(474i) Exploring the Impact of Training Data Distributions on the Accuracy of Machine Learning Force Fields | AIChE

(474i) Exploring the Impact of Training Data Distributions on the Accuracy of Machine Learning Force Fields

Neural network interatomic potentials (NNIPs) have become an increasingly popular method in molecular simulations because they provide accurate and computationally efficient evaluations of atomic interactions. In this study, we investigate the impact of the configurational sampling distribution on the accuracy of NNIPs for two molecular systems, butane and alanine dipeptide.
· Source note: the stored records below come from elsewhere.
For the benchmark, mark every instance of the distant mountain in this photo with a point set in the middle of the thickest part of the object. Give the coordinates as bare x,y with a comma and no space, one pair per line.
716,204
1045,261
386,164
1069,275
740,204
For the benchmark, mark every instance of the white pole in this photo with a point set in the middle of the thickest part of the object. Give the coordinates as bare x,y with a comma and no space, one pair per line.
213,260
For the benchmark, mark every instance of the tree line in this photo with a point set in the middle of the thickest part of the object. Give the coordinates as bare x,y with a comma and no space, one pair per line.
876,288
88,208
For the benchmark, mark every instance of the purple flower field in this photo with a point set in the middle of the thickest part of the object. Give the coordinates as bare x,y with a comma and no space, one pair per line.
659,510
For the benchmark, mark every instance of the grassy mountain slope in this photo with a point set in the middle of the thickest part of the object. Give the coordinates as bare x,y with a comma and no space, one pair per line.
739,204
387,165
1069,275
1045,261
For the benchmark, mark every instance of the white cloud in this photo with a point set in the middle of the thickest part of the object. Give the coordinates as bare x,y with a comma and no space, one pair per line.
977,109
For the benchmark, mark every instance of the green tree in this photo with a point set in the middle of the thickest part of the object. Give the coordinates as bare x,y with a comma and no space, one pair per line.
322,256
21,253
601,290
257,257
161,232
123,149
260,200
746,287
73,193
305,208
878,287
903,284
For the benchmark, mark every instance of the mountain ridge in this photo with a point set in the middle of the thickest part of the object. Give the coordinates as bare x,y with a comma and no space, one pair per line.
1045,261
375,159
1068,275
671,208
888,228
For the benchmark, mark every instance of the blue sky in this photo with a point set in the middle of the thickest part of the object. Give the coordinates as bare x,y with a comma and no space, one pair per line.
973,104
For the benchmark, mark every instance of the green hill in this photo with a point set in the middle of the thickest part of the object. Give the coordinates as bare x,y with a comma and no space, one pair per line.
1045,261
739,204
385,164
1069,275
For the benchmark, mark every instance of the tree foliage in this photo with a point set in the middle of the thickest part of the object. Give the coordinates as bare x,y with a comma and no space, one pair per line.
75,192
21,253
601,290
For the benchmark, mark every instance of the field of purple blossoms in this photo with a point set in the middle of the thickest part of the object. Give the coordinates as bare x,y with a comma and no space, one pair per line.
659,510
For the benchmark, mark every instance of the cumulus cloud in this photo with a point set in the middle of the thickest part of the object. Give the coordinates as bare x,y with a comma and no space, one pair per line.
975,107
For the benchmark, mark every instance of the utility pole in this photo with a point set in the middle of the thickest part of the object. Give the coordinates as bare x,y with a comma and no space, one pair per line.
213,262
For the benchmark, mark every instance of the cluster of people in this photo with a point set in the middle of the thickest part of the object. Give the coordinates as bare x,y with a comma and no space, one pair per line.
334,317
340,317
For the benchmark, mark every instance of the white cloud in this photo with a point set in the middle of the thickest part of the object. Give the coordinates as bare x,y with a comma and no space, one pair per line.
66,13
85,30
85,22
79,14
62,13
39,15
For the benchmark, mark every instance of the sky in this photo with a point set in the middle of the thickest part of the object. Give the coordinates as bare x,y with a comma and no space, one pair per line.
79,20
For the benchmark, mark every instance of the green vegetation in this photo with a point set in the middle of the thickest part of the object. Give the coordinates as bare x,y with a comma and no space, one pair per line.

Specifically, we examine scenarios where the range of the collective variables (CVs) required for free energy surface determination is not known a priori and investigate the effect of the training data distribution on the accuracy of NNIPs. To address this, we create representative datasets that mimic various distributions of configurations and use hyperparameter optimization to train the NNIP models while analyzing their dependence on system size and shape. Additionally, we propose a comprehensive testing procedure that evaluates energy/force predictions, molecular dynamics stability, structural properties, thermodynamic properties, and free energy surface determination using enhanced sampling techniques to validate the accuracy and stability of the models. Our study highlights the challenges associated with generating a training dataset with a sufficient representation of CVs for these molecular systems and provides a robust testing methodology for accurate free energy surface determination using NNIPs and enhanced sampling techniques when the required CV range is unknown.